Un vieux président que tu as vu chez ta tante a dit qu'il était fâcheux que cet arrêt ne pût être cassé; qu'il était ridicule. Il paraît que ce n'est pas seulement son opinion. Il ne parle jamais, dit-on, que d'après d'autres.

Ne réponds pas à tout ceci, et ne me mets rien dans tes lettres qui ne puisse être vu de tout le monde.

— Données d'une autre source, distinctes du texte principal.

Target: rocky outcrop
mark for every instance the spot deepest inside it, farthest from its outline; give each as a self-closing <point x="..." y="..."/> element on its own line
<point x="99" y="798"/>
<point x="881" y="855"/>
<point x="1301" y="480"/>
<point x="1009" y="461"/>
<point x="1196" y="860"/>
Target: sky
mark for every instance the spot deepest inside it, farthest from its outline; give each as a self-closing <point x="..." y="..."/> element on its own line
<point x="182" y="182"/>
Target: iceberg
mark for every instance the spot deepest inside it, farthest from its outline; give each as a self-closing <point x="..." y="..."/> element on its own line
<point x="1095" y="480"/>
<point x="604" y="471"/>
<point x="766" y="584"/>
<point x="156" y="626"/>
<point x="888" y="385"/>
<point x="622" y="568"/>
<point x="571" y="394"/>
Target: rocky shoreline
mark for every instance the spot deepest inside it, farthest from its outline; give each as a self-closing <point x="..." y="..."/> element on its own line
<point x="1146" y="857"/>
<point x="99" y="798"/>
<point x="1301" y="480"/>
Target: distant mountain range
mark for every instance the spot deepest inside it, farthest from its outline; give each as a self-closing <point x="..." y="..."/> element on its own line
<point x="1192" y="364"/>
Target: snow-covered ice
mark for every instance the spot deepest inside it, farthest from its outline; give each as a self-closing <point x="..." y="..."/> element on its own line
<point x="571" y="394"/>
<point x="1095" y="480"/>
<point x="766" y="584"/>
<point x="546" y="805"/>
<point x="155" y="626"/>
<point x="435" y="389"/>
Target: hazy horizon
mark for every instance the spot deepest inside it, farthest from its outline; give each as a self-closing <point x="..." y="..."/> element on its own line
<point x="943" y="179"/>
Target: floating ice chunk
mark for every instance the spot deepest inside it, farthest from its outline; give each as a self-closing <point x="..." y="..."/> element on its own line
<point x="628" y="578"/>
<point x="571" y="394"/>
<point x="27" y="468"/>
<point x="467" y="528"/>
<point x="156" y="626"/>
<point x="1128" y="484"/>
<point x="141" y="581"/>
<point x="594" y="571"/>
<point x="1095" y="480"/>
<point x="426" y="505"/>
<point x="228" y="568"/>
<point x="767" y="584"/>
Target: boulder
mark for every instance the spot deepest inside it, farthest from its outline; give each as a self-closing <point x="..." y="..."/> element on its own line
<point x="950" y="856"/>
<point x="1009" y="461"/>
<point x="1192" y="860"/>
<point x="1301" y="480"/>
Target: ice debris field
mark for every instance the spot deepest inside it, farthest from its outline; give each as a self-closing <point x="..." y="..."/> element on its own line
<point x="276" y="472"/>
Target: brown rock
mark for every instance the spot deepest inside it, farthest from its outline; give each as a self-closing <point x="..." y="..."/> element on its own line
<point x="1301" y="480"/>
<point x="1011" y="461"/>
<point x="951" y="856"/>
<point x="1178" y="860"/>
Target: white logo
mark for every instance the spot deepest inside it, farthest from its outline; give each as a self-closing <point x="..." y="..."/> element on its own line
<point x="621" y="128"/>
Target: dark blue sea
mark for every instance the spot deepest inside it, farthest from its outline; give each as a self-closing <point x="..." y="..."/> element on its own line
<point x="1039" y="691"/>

J'allai hier voir le local qu'on me destine : il me paraît bien disposé, au midi, sec, en bon air. Tous ces gens-là ont la mine de se bien porter; ils reçoivent des visites sans fin jusqu'à huit heures du soir. Il y avait là trois jeunes femmes ou filles très-jolies.

A MADAME COURIER.

Paris, dimanche, 14 octobre 1821.

Je suis entré ici le 11; c'était, je crois, jeudi dernier. Je suis étonné de n'avoir point de lettres de toi depuis ce temps. J'ai peur qu'il ne s'en soit perdu quelqu'une; j'en serais bien fâché. J'attends de toi des nouvelles importantes. Sois tranquille sur mon compte; je suis aussi bien qu'on peut être en prison: bien logé, bien nourri; du monde quand j'en veux, et des gens fort aimables; logement sain, air excellent. J'espère n'être point malade; c'était tout ce que je craignais. Te rappelles-tu deux volumes que nous avait prêtés la Homo sur l'histoire de la peinture en Italie? l'auteur 2 vient de me les envoyer avec cette adresse: Hommage au peintre de Jean de Broë. Je reçois le Constitutionnel sans y être abonné. Je ne sais à qui je dois cette galanterie.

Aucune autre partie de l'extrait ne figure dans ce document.